Activating a relay via the command line on embedded Linux
Now, let's put into practice the manipulation of GPIOs on Linux by activating a relay via the command line on embedded Linux. To do this, first you need to assemble the schematic circuit shown in Figure 2. Note that, as in the previous examples, here we will use GPIO17 to control the relay.
Once the schematic circuit of Figure 2 is assembled, we can proceed to activate the relay itself. For this, at the terminal, configure the GPIO17 with digital output operation mode. To do this, use the commands below:
cd /sys/class/gpio
echo 17 > export
cd gpio17
echo “out” > direction
That done, the GPIO17 is ready to control the relay. To activate the relay, use the following command:
echo 1 > value
And to deactivate the relay, use the command below:
echo 0 > value
You can connect a load (AC or DC circuit) at the relay output and see that load being activated or deactivated by means of commands made on the embedded Linux command line. In this way, we demonstrate the control of several GPIO loads on the Linux command line, using a Raspberry Pi card as hardware.
Last step - release of GPIO for use
On embedded Linux, when you export from GPIO (as shown in the “GPIOs on embedded Linux” topic of this article), you “book” GPIO for you (user), not allowing other users to access GPIO while you use it . Thus, after using the GPIO, it is necessary to release the GPIO that you used so others can have access. This procedure is called unexport.
To make this release, considering the same GPIO17 as the previous examples, use the command below:
echo 17 > /sys/class/gpio/unexport
You will notice that the gpio17 directory (located inside the /sys/class/gpio directory) will disappear. This means that you (your Linux user) no longer have the power to use this GPIO and that it can be used by other users.
Conclusion
In this article, we saw what GPIOs are on embedded Linux, by the command line. In addition, you have learned how to use a GPIO as a digital input or output, according to the needs of your project.

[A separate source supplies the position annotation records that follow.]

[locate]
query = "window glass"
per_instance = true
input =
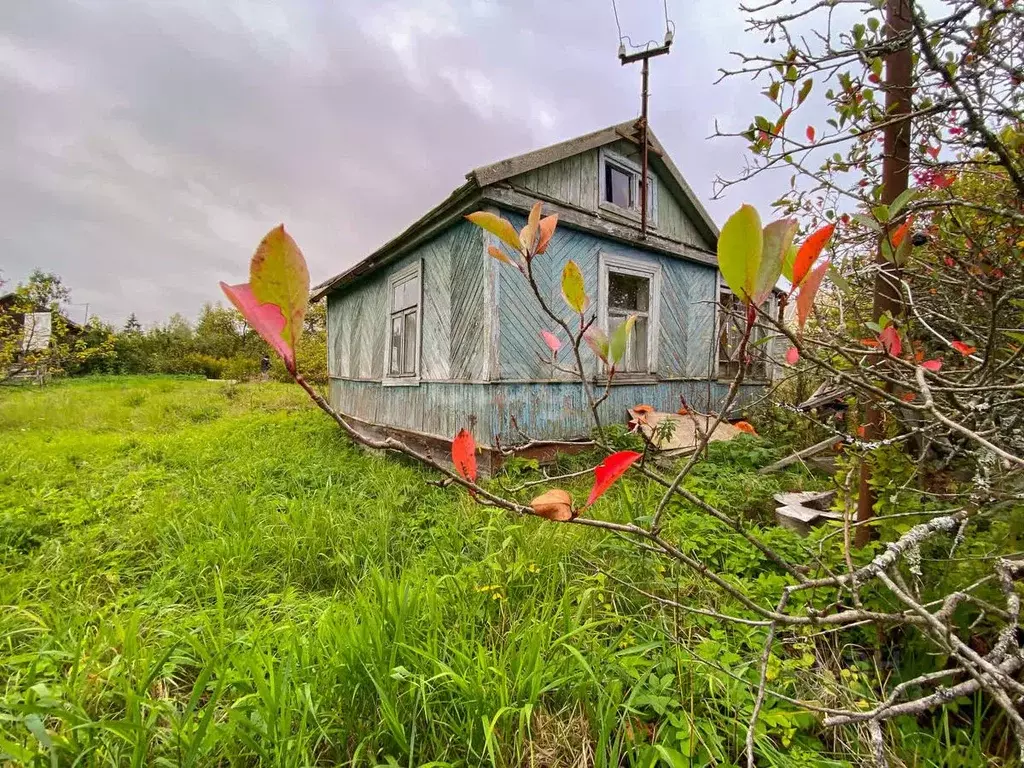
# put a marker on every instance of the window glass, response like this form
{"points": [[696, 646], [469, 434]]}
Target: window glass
{"points": [[629, 292], [409, 366], [617, 185], [396, 345]]}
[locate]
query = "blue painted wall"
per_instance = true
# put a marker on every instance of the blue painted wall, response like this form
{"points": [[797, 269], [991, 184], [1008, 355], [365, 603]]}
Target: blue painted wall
{"points": [[687, 307], [482, 358]]}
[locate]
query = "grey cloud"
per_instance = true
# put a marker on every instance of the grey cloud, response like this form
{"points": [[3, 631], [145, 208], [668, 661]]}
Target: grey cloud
{"points": [[152, 144]]}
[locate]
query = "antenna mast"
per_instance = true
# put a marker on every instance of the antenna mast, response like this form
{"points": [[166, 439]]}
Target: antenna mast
{"points": [[640, 126]]}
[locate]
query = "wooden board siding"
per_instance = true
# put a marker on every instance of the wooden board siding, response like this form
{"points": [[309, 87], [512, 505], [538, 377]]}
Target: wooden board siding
{"points": [[545, 411], [687, 308], [574, 180], [452, 313]]}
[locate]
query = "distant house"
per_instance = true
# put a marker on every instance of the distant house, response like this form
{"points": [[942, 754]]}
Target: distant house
{"points": [[428, 334], [31, 331]]}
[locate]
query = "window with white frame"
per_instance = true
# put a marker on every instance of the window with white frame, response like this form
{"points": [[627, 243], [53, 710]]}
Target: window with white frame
{"points": [[404, 300], [631, 287], [731, 324], [620, 186]]}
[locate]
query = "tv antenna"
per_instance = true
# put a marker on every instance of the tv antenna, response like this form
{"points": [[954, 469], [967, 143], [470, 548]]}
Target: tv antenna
{"points": [[643, 53]]}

To demonstrate the content learned, a simple but very useful experiment was carried out: the activation of a relay by GPIO, from the command line. With this experiment, you can drive any DC or AC loads which are within the operating limits of the relay used. This allows a Raspberry Pi to control from small to large loads. This type of approach opens up different possibilities for projects and applications, both for testing and experimentation purposes and for automation purposes.